Worst Jokes Ever
TommyInnit is a joke.
What did the kid who has no arms get for Christmas?
He couldn't even open it.
If my phone battery lasted as long as my relationship, I would never be able to play on my phone.
What’s the difference between an apple and an orphan?
One of them gets picked.
Why didn't the cows eat the lemon grass?
It made sour milk.
Morbid jokes are just like girlfriends. Not everyone gets it.
I don't know what an HD is, but my doctor says I have 80 of 'em'.
Last week a girl asked me for sex. I had to disappoint her... so I said yes.
What do you call 2 nudists in Africa?
Naked and Afraid.
What's the advantage of being a grade A paedophile? You know it's not period blood.
The lines on the pride flag are straighter than me.

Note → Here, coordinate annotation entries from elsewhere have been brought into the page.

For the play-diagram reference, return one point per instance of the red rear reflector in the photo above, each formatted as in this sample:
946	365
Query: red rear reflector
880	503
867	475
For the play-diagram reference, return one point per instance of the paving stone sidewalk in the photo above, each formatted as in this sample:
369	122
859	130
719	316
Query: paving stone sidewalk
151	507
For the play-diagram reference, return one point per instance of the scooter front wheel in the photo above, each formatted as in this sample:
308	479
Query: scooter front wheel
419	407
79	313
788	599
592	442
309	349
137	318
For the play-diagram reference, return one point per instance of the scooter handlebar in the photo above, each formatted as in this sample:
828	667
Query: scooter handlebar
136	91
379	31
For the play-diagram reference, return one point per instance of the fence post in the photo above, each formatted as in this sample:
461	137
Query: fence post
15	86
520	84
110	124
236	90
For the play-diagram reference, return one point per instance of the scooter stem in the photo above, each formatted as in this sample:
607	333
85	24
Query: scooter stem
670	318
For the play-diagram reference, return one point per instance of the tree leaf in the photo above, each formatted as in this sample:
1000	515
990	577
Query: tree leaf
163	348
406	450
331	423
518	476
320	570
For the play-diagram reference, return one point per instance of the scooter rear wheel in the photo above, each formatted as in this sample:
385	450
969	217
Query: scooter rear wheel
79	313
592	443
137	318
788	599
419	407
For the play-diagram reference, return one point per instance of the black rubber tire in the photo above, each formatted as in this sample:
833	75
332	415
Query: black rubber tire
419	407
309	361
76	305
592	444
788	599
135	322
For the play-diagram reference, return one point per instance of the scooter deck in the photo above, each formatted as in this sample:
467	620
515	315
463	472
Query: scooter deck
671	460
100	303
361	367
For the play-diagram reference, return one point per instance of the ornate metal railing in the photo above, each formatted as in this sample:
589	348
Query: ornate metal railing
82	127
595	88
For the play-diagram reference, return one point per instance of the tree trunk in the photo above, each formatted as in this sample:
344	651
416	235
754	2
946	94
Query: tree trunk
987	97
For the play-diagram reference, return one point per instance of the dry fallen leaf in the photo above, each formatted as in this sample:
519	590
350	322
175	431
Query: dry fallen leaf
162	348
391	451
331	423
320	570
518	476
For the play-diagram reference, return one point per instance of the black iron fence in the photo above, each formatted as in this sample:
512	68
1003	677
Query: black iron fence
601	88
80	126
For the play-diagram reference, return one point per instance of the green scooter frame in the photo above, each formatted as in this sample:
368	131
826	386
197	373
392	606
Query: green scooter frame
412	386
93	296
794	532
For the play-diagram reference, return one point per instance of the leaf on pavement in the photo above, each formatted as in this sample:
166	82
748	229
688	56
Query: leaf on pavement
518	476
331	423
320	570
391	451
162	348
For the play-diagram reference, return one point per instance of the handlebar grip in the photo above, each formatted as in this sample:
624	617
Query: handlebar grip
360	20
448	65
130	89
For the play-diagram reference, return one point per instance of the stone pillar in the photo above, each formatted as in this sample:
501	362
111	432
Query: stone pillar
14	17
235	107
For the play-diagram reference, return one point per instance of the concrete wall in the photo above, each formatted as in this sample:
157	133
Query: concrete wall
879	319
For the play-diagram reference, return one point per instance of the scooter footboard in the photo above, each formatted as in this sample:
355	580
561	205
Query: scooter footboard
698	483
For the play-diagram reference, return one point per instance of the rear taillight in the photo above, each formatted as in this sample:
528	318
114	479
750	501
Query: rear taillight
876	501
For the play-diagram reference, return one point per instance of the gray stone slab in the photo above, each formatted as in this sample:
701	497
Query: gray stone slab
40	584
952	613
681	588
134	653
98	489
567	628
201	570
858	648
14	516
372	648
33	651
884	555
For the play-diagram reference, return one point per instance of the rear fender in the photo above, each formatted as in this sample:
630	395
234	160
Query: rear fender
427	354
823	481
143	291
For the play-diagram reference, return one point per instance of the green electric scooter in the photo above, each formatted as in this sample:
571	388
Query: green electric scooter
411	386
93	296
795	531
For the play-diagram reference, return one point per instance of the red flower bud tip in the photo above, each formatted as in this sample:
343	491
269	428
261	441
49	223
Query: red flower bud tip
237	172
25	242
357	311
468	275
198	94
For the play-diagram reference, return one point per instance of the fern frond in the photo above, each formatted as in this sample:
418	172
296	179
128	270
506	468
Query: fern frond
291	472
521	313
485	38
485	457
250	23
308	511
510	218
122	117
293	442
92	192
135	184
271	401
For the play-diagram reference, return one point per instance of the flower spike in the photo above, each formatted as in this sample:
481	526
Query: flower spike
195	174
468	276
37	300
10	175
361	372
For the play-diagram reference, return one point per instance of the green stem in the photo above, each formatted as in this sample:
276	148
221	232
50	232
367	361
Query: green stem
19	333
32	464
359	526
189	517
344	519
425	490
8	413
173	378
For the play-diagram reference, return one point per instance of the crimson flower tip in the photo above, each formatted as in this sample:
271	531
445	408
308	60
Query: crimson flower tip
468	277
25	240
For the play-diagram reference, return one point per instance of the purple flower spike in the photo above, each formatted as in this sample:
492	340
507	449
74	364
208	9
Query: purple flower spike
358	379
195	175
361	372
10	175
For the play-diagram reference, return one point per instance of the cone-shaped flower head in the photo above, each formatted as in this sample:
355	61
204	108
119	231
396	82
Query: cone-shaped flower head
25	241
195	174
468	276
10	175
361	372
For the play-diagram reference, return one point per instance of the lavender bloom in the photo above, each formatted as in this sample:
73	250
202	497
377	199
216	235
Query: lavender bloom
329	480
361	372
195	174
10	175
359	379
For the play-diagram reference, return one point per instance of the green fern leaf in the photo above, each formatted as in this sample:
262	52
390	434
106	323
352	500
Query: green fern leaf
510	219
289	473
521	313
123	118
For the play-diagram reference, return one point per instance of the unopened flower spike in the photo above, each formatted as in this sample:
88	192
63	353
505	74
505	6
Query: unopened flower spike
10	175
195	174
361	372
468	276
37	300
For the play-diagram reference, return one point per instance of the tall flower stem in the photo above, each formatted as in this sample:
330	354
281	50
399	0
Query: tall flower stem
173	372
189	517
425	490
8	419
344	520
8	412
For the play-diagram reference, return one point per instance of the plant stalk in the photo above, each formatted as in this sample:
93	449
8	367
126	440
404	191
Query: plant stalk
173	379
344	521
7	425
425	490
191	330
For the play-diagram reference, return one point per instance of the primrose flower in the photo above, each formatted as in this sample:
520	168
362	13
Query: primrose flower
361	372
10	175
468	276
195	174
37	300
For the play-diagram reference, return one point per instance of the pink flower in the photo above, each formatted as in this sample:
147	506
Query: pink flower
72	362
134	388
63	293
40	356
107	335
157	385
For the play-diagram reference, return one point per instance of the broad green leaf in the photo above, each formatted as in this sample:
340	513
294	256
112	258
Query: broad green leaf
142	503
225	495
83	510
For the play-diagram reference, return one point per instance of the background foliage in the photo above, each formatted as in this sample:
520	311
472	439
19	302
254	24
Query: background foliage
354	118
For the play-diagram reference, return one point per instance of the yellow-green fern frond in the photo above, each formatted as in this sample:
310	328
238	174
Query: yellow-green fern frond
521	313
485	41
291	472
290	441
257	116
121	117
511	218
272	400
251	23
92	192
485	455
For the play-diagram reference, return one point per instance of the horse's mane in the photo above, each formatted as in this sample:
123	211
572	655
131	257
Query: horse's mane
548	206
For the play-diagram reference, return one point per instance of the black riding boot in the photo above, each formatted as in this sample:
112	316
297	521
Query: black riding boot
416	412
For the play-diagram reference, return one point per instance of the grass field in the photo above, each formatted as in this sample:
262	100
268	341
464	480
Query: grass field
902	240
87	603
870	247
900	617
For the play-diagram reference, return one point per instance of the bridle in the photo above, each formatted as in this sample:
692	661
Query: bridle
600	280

What's an orphan's favorite movie?
"Spider-Man: Homecoming."
What is another name for 9/11?
A forbidden game of Jenga.
If emo grass cuts itself for you, then what do transgender picture frames do?
Why did God create yeast infections?
So women would know what it's like to live with an annoying cunt.
Me: *posts random joke about a duck*
That one guy in the comment section for no reason: "Shut the f*uck up you dumb b*tch you are a piece of sh*t you..."
That other guy in the comment section: "That’s actually offensive to ducks."
Bro it’s a joke...
How do you bury a prostitute?
In a Y-shaped coffin.
What concert only costs 45 cents?
50 Cent featuring Nickelback.
Satan and the devil are alter egos.
They say we will have eternal life when Jesus is no longer coming.